Individuals can shop around and choose health-insurance plans during the Open Season that runs from Nov. 13 through Dec. 11. FEHBP is the nation’s largest employer-sponsored health-insurance program, covering 8.3 million people. While the government pays about 70 percent of health-insurance premiums, on average, its share of the premiums, which is determined by a statutory formula, will increase by about 3.2 percent.

The nearly two-thirds of enrollees covered by a Blue Cross/Blue Shield plan will pay $7.17 more per biweekly pay period next year than last year for self-only coverage; $17.04 more for self plus one other person and $17.72 for self and family coverage, according to OPM. For enrollees with other health-insurance companies, their premiums in those categories will increase by an average of $5.57, $12.55 and $12.17.

The 6.1 percent increase for 2018 is a little lower than the average 6.67 percent hike of the previous 10 years. The high was 11.6 percent in 2010; the low, 3.5 percent in 2012.

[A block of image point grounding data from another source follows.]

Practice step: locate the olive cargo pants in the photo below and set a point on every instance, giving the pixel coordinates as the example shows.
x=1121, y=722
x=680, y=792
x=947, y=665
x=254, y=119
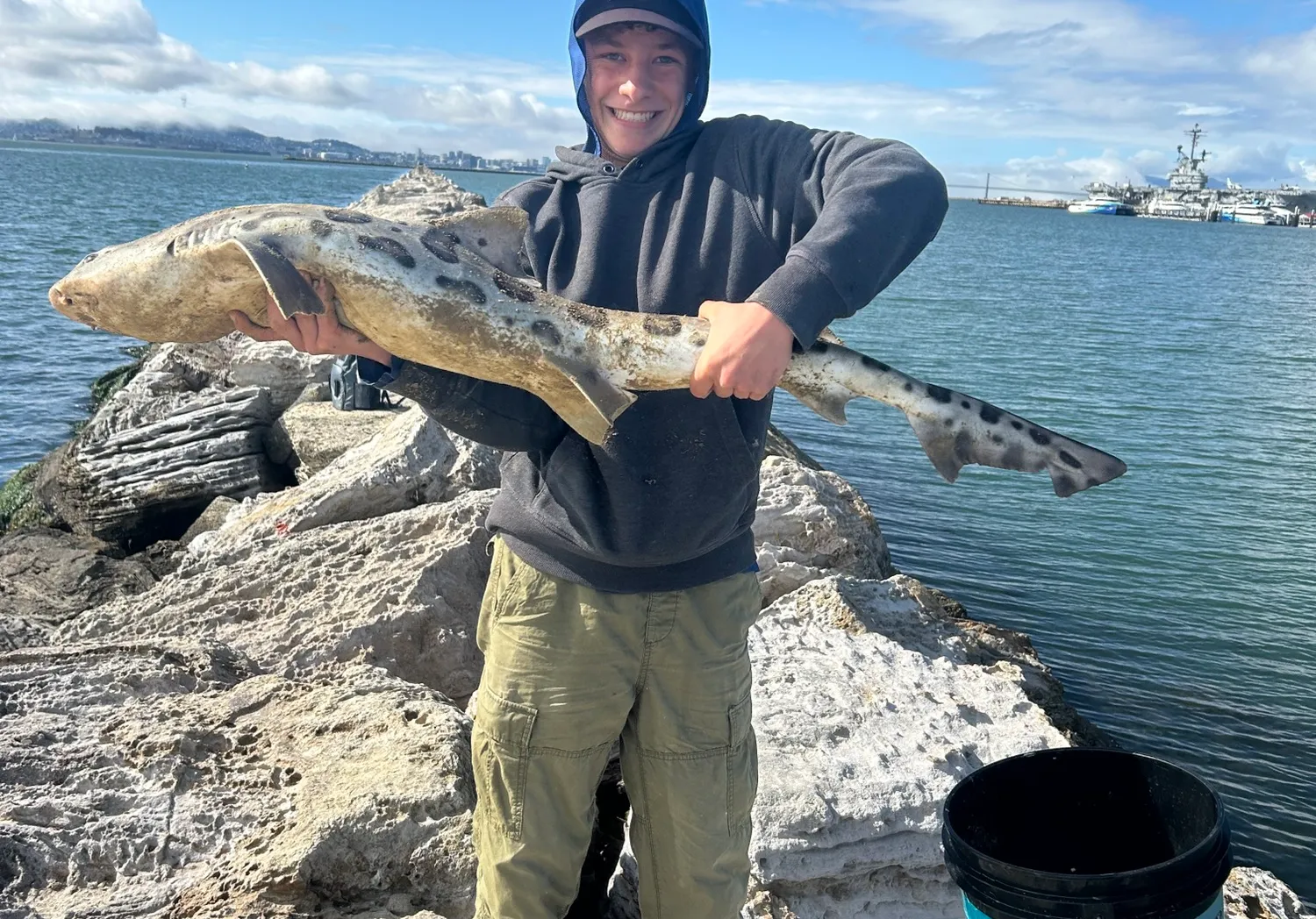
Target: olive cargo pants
x=566, y=671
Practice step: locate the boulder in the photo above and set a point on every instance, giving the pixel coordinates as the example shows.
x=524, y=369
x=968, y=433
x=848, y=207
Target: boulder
x=1252, y=893
x=400, y=592
x=212, y=518
x=421, y=196
x=47, y=576
x=812, y=524
x=171, y=779
x=869, y=706
x=412, y=461
x=311, y=436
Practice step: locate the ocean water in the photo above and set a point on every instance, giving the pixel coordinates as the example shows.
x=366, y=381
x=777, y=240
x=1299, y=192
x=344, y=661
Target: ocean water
x=1177, y=603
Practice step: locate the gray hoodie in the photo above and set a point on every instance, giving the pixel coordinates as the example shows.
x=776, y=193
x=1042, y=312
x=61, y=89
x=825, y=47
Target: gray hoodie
x=811, y=224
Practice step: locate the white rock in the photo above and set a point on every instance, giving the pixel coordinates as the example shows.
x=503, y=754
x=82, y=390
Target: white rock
x=868, y=711
x=400, y=592
x=311, y=436
x=412, y=461
x=812, y=524
x=168, y=779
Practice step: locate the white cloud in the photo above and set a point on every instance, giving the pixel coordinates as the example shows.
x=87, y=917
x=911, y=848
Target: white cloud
x=1090, y=74
x=105, y=62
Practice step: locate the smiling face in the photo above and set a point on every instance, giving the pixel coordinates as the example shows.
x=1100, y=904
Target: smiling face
x=636, y=83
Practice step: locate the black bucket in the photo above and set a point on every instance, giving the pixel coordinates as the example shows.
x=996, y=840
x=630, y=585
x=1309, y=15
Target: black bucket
x=1086, y=834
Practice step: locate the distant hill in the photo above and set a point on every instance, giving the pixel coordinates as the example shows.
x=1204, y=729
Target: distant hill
x=250, y=144
x=183, y=137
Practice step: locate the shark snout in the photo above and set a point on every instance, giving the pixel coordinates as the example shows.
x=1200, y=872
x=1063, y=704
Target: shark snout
x=73, y=304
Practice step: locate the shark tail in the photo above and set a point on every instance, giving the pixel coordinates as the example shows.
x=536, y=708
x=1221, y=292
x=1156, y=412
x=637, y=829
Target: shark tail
x=955, y=429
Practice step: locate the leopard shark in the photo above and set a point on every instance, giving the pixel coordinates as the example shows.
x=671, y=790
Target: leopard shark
x=453, y=295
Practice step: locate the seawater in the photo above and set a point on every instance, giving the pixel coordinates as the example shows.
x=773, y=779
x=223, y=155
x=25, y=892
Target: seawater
x=1176, y=603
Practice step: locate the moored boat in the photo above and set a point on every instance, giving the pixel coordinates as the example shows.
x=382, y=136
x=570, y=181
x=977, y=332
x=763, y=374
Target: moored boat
x=1102, y=204
x=1253, y=212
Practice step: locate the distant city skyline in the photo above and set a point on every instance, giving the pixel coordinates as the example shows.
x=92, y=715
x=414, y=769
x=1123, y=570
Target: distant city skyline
x=1042, y=94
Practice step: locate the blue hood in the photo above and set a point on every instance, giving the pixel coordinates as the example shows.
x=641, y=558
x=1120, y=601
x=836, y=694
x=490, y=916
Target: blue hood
x=695, y=99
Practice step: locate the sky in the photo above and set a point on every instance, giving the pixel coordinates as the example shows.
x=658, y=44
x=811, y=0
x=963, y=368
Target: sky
x=1039, y=94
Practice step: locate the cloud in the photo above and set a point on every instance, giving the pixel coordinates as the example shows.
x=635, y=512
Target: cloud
x=105, y=62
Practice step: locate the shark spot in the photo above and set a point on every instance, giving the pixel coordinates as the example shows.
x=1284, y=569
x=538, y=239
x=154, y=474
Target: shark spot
x=390, y=247
x=547, y=333
x=589, y=316
x=512, y=289
x=662, y=325
x=466, y=289
x=440, y=244
x=342, y=216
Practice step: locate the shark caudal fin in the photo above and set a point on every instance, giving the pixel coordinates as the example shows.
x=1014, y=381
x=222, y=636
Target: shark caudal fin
x=955, y=429
x=1073, y=466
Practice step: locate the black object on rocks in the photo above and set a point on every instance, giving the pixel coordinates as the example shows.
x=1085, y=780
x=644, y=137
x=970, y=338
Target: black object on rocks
x=347, y=391
x=1086, y=834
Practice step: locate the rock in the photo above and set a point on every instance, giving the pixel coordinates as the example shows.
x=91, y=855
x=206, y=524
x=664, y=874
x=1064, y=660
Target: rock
x=412, y=461
x=779, y=445
x=212, y=518
x=1252, y=893
x=400, y=592
x=869, y=708
x=47, y=576
x=311, y=436
x=274, y=366
x=171, y=779
x=812, y=524
x=420, y=196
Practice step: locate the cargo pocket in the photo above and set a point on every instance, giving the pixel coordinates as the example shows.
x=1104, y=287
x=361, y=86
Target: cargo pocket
x=500, y=748
x=741, y=768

OPM said it “encouraged all insurance carriers to thoroughly evaluate their health plan options to find ways to improve affordability, reduce costs, and improve the quality of care and the health of the enrolled population. Negotiations were geared to keep premium increases as low as possible while minimizing changes in out-of-pocket costs, such as for deductibles, co-pays, and coinsurance.”

Average premiums for vision plan coverage will drop by 0.48 percent, while the cost of dental plans will rise by 1.26 percent.

“Open Season is important because these health benefits can help federal employees care for themselves and their families,” OPM Acting Director Kathleen McGettigan said in a statement. “I urge federal employees and retirees to carefully review their health-care needs and to choose wisely among the plans and enrollment options available to them during this enrollment period.”